Chancellor merged with Capstar and restructured as AMFM, Inc. in 1999, and in 2000, merged with Clear Channel Communications.

===Top 40 era===
On January 12, 2001, the station adopted a contemporary hit radio format as "Kiss 103.5". The final song on "The Beat" was "Last Dance" by Donna Summer and the first song on "Kiss" was "Get Ready for This" by 2 Unlimited. The station's call sign became the current WKSC-FM on February 13. At the time of the flip, Big City Radio's WKIE, WKIF, and WDEK had collectively been known as "92 Kiss FM" (also with a CHR format) since 1998. Clear Channel filed suit against Big City for the use of the "Kiss" name because Clear Channel owned the rights to it in most markets (and continues to do so as iHeartMedia).

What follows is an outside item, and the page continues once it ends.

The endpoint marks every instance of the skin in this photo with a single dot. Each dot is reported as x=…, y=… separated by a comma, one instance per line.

The station carried the syndicated program Rick Dees Weekly Top 40, as well as American Top 40 (first with Casey Kasem and later with Ryan Seacrest). As of 2019, American Top 40 continues to air on the station. Java Joel was the evening host of The Rubber Room on the station from 2001 until January 2005 when he was fired for comments that were deemed racist. In 2002, the station adjusted its moniker from "KISS 103.5" to "103.5 KISS FM". It continues to air On Air with Ryan Seacrest as well.

DreX was morning host on WKSC-FM from 2003 until 2010.

Nina Chantele joined WKSC-FM as midday host in 2006, remaining with the station until 2014.

From August 2007 until September 2009, Silly Jilly hosted nights on WKSC. Silly Jilly was replaced by Special K, who remained with the station until 2013.

In December 2010, it was announced that Charlotte's "Brotha Fred" would take over the morning show on KISS FM. Angi Taylor and David L. joined Brotha Fred as co-hosts of the new morning show known as Brotha Fred's Neighborhood. David L. left the show in February 2012. The show was later renamed Fred and Angi in the Morning. In mid-September 2020, Taylor announced that she would be leaving the station to host mornings on sister station WCHI-FM. Fred still hosts WKSC's morning show, now known as "The Fred Show".

In November 2013, Brady joined the station as the night host and music director. In June 2015, Brady assumed afternoon and APD duties.

In October 2016, Erik Zachary was named as the new full-time evening personality and served in that position until August 2019 when he exited to pursue other opportunities.

==103.5 HD2==
From June 2006 to early 2013, WKSC-FM HD2 aired programming from "Pride Radio", a Top 40/Dance format targeting the LGBTQ community. This would change to iHeart's Dance/EDM network "Evolution". In November 2013, WKSC-FM HD2 changed to a smooth jazz format along with airport information as "Air Chicago Radio". In late 2018, WKSC's HD2 subchannel began broadcasting soft adult contemporary music as "The Breeze". This overlapped with its Soft AC sister station WLIT (93.9 Lite FM). On June 26, 2019, WKSC-FM HD2 returned to "Pride Radio".